El objetivo es doble: el esclarecimiento de la situación y la desactivación del proceso de adjudicación de culpas. Lo inteligente y provechoso es identificar los errores, reconocer la causa, asumir la responsabilidad cuando nos compete y, ya después, tomar medidas para rectificarlos y para no volver a caer en la misma piedra. Limitarnos a sentir culpa es como encadenarnos de por vida por lo que ocurrió en el pasado, lo que conduce a un estado de ansiedad que puede derivar en depresiones. Sentir culpa sólo resultará útil cuando esta sensación pueda convertirse en acción. Cuando se aceptan los errores sin sentir un fracaso definitivo y paralizante, el error puede percibirse como una oportunidad de aprendizaje, como una fuente de información de qué cosas van bien y cuáles no. Se trata de un proceso de autoaceptación y mejora que genera autoestima, de aprender a querernos a partir de un diagnóstico certero sobre nuestras acciones menos logradas y nuestras posibilidades de intervenir sobre ellas. Respecto a la culpa que podemos sentir por los errores ajenos, conviene plantearse si uno es responsable (o en qué medida lo es) de las vidas de los demás.
Cada uno tiene su propio periplo vital y debe asumir su responsabilidad sobre lo que en ese viaje acontece. Estos sentimientos de culpa por los demás parten del convencimiento íntimo de que ellos dependen de nosotros. Es como si a partir de esa vinculación se hubiera establecido una dominación. Permitir a la otra persona vivir su vida nos permite a cada uno vivir la nuestra del mismo modo, con libertad y responsabilidad. Quienes viven a nuestro alrededor van a desarrollarse incluso a pesar de nosotros, sin una ayuda, la nuestra, que pueden percibir como agobiante. Es un alivio comprobar que uno no tiene toda la responsabilidad en lo que a otros les suceda, pero hay que saber asumir esa soledad que podemos sentir cuando aceptamos que los demás vivan sin depender de nuestros juicios y opiniones.

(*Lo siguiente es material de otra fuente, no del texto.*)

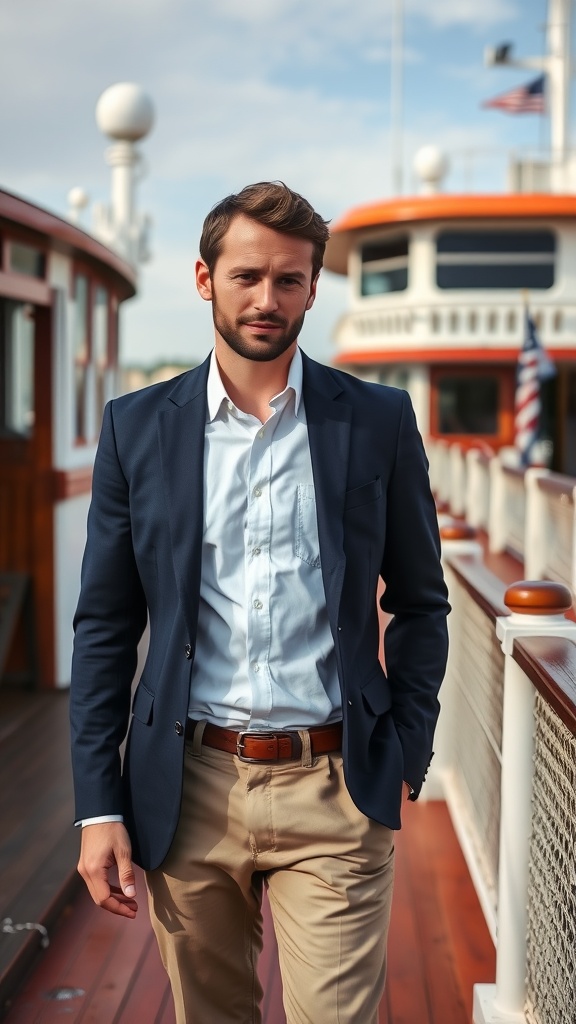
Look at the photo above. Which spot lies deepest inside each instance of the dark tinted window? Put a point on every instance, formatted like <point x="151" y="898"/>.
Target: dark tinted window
<point x="495" y="275"/>
<point x="495" y="259"/>
<point x="380" y="282"/>
<point x="496" y="242"/>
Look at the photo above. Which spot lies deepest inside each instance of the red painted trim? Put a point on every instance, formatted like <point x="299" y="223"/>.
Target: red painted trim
<point x="432" y="355"/>
<point x="71" y="482"/>
<point x="67" y="238"/>
<point x="455" y="208"/>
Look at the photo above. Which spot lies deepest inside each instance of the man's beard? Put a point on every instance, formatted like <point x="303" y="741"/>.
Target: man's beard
<point x="260" y="348"/>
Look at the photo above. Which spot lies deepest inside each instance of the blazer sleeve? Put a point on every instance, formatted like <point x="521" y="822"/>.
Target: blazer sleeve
<point x="109" y="623"/>
<point x="416" y="638"/>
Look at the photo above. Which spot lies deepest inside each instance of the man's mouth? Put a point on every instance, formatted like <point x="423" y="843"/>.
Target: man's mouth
<point x="264" y="325"/>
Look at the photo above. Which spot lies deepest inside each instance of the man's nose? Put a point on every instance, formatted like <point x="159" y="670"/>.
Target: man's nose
<point x="265" y="299"/>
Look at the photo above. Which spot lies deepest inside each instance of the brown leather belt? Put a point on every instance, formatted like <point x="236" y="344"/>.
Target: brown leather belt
<point x="274" y="745"/>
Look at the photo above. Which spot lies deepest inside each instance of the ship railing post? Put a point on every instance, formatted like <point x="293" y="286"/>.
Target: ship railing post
<point x="574" y="543"/>
<point x="497" y="517"/>
<point x="477" y="502"/>
<point x="537" y="608"/>
<point x="537" y="525"/>
<point x="457" y="479"/>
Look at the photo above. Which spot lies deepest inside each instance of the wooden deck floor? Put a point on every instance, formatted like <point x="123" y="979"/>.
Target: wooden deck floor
<point x="101" y="970"/>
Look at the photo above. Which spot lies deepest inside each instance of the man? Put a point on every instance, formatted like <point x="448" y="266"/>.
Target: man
<point x="249" y="509"/>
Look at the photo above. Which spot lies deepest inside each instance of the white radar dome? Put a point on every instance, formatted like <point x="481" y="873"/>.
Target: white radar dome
<point x="430" y="164"/>
<point x="125" y="112"/>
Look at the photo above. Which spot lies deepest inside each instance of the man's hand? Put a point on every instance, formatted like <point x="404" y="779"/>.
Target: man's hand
<point x="105" y="846"/>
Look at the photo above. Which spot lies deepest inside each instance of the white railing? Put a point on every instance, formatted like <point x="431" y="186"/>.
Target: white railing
<point x="505" y="764"/>
<point x="382" y="320"/>
<point x="528" y="513"/>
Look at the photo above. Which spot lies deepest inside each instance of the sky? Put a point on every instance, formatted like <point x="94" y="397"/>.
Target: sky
<point x="249" y="90"/>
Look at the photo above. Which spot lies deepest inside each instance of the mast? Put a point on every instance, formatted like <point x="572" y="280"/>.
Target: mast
<point x="557" y="65"/>
<point x="397" y="74"/>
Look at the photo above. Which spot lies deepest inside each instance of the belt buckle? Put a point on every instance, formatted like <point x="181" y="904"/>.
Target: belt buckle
<point x="252" y="734"/>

- Identificar los sentimientos de culpa. Analizar en qué situaciones sobrevienen.
- Aceptarlos como normales y pensar que son comprensibles. Al reconocer y aceptar estos sentimientos de culpa, resulta más fácil expresarlos y combatirlos
- Expresar los sentimientos de culpa. Hablar con otras personas (si es necesario, con profesionales) del tema puede ayudar a aliviar este pernicioso sentimiento.
- Analizar sus causas. Buscar las razones de estos sentimientos puede contribuir a hacerlos más comprensibles y aceptables.
- Reconocer nuestros propios límites.
- Aprender a dejar vivir a los demás.